Deux autres Congolais, Patrick Solo et Jacques, lui conseillent alors d'aller à l'hôpital Batra. Papy leur donne 3 000 dollars pour garantir une caution, mais quand il y arrive, les deux samaritains ont disparu. L'hôpital, lui, n'a reçu que 500 dollars.

« On a été escroqués, exploités par nos propres frères congolais, désespère Papy. Ils jouent avec notre vie. C'est vraiment un business pour eux ». Démuni, il échoue en février 2014, avec sa mère, dans une chambre aux murs décatis, située au premier étage d'une annexe de l'ambassade de RDC, de laquelle il ne sort pas pendant huit mois, faute de pouvoir descendre les escaliers.

« Business means business »

Le cas de Papy Bambi n'est malheureusement pas unique. « Plus de 50 cas similaires ont été rapportés depuis 2011, confirme Richie Lontulungu, le président de l'Association des Congolais en Inde. Ces agents touchent en général 20% du montant de la facture, avance-t-il. Ils ont donc tout intérêt à la faire gonfler. C'est un phénomène qui nous terrorise. » Surtout qu'il frappe également d'autres Africains francophones, tels que les Béninois.

Ces intermédiaires sont des étudiants, parfois engagés directement par les hôpitaux. Le luxueux Rockland Hospital reçoit ainsi 3 000 patients étrangers par an, dont 20% viennent de RDC. Le responsable du service international confirme engager de « jeunes Congolais » pour servir d'interprètes, mais assure qu' « ils ne touchent jamais à l'argent ». Il refusera par contre de nous les faire rencontrer.

RFI a essayé de contacter deux des agents accusés par Papy : Jacques s'est dit méfiant à parler au téléphone, mais n'était jamais à New Delhi pour organiser une rencontre. Patrick Solo, quant à lui, a demandé « 20 dollars par minute pour une interview. [...] Business means business », a-t-il conclu, sentencieux, par SMS.

Un nombre croissant d'Africains

Le tourisme médical est en pleine croissance en Inde, qui bénéficie de docteurs de qualité, souvent formés à l'étranger, pour des coûts avantageux. Selon le ministère de la Santé, 138 803 étrangers se sont rendus dans ce pays asiatique en 2011 pour se faire soigner – dernier chiffre disponible qui devait croître d'environ 20% par an, selon plusieurs études. Un nombre grandissant d'Africains font le voyage, venant principalement du Nigeria, de Tanzanie, du Kenya ou de RDC. Ces derniers seraient quelques centaines chaque année.
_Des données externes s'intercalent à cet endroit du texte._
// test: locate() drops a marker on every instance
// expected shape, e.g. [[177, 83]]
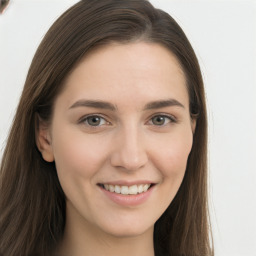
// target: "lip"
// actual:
[[127, 183], [128, 200]]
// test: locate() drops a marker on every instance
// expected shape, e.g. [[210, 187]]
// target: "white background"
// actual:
[[224, 38]]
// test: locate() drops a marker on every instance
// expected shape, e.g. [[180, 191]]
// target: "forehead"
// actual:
[[136, 70]]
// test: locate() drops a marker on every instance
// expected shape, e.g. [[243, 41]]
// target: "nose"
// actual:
[[129, 150]]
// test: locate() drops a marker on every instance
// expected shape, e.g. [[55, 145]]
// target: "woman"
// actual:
[[107, 152]]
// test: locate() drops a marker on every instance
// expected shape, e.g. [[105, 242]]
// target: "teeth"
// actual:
[[125, 190]]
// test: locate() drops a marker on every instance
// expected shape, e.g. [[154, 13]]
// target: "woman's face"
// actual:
[[121, 123]]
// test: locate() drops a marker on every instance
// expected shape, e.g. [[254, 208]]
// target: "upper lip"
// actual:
[[127, 183]]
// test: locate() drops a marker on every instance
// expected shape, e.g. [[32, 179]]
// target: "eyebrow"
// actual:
[[109, 106], [163, 103], [94, 104]]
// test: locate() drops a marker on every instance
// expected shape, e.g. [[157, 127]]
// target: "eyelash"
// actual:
[[84, 120]]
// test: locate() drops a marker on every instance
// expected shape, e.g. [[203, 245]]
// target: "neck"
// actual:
[[87, 240]]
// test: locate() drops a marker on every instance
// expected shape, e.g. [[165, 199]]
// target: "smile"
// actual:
[[127, 190]]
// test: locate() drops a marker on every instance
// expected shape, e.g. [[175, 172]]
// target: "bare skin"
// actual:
[[122, 119]]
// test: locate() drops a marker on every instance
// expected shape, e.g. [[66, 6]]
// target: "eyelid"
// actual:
[[172, 118], [85, 117]]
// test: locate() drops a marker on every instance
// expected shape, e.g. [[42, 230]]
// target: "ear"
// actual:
[[43, 139], [193, 125]]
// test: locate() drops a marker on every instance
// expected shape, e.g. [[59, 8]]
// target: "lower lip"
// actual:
[[128, 200]]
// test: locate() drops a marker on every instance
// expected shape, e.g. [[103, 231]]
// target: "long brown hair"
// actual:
[[32, 203]]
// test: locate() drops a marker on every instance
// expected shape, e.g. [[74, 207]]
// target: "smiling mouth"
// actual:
[[127, 190]]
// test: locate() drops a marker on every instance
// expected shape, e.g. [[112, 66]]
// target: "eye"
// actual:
[[94, 120], [161, 120]]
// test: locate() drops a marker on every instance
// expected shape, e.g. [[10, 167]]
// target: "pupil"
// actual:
[[94, 121], [159, 120]]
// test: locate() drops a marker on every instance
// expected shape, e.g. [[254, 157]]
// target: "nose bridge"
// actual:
[[130, 152]]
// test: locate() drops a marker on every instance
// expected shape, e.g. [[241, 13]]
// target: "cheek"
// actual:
[[77, 156], [172, 155]]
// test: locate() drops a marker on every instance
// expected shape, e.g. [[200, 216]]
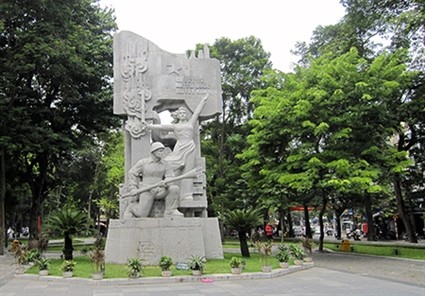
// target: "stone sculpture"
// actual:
[[163, 203]]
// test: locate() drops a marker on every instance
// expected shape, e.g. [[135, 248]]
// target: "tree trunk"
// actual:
[[411, 236], [290, 225], [3, 240], [371, 232], [338, 213], [68, 247], [307, 222], [322, 230], [244, 244]]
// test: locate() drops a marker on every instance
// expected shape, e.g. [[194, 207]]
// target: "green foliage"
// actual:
[[134, 266], [68, 265], [165, 263], [97, 253], [197, 262], [55, 90], [31, 256], [235, 262], [283, 253], [296, 251], [42, 263], [66, 221], [243, 219], [265, 249]]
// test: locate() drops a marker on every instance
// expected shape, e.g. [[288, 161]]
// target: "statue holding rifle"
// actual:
[[157, 177]]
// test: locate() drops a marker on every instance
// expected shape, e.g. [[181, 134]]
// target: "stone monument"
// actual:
[[163, 204]]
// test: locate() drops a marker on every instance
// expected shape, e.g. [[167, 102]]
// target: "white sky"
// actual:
[[178, 25]]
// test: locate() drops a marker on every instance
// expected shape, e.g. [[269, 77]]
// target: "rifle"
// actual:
[[190, 174]]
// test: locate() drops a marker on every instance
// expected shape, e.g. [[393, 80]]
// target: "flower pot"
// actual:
[[298, 262], [97, 276], [134, 275], [166, 273]]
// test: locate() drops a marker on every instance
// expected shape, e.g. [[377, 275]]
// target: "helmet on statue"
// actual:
[[156, 145]]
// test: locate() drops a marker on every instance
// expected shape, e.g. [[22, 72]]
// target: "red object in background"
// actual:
[[364, 228], [269, 230]]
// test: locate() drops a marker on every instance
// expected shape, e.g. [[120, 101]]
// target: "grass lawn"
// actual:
[[390, 251], [84, 267]]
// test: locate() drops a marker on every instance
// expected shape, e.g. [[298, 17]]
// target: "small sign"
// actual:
[[181, 266]]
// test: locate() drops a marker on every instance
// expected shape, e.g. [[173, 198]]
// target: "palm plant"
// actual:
[[67, 221], [243, 221], [134, 267]]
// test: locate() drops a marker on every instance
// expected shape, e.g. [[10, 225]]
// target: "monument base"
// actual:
[[151, 238]]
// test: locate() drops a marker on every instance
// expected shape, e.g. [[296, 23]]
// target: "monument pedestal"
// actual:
[[151, 238]]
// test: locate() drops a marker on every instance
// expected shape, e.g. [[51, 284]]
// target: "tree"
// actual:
[[303, 133], [243, 221], [67, 222], [55, 92], [242, 63]]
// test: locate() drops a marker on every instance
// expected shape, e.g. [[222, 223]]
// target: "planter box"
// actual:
[[166, 273], [67, 274], [266, 268], [97, 276], [298, 262]]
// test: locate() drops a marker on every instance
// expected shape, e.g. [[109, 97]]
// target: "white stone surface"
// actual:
[[151, 238]]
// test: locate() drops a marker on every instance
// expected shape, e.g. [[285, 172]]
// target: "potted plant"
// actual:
[[265, 249], [197, 264], [165, 263], [297, 253], [43, 265], [67, 268], [134, 267], [308, 244], [283, 255], [236, 265], [97, 256]]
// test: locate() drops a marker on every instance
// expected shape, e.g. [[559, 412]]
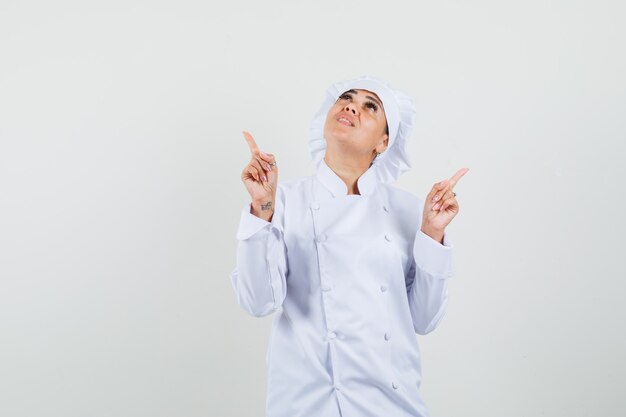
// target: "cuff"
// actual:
[[432, 256], [249, 224]]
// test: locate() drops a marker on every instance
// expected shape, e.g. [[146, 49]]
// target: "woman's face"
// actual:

« Pour la grande majorité d'entre eux, cela se passe bien », rassure François Balumuene, ambassadeur de RDC en Inde depuis dix ans. Il juge cependant avoir très peu de pouvoirs pour punir les intermédiaires crapuleux. « Quand une personne vient se plaindre, j'appelle ces jeunes gens pour les conseiller d'éviter d'alourdir le fardeau de ces patients », explique-t-il.

Ce commerce de malades prospère grâce au manque de règles d'éthique pour encadrer le tourisme médical en Inde. « Le rôle des intermédiaires n'est pas défini, ce qui permet ces abus. Il n'existe pas non plus de règles précisant comment un patient peut poursuivre un hôpital pour ces pratiques malveillantes », détaille Suchita Wagle, chercheuse à l’Institut indien de technologie de Bombay
et auteure d'une étude sur le sujet, publiée en 2013. Au bout de deux ans d'un périple douloureux, Papi Bamby et sa mère ont fini par rentrer à Kinshasa à la mi-octobre, grâce à une aide exceptionnelle de leur ambassade.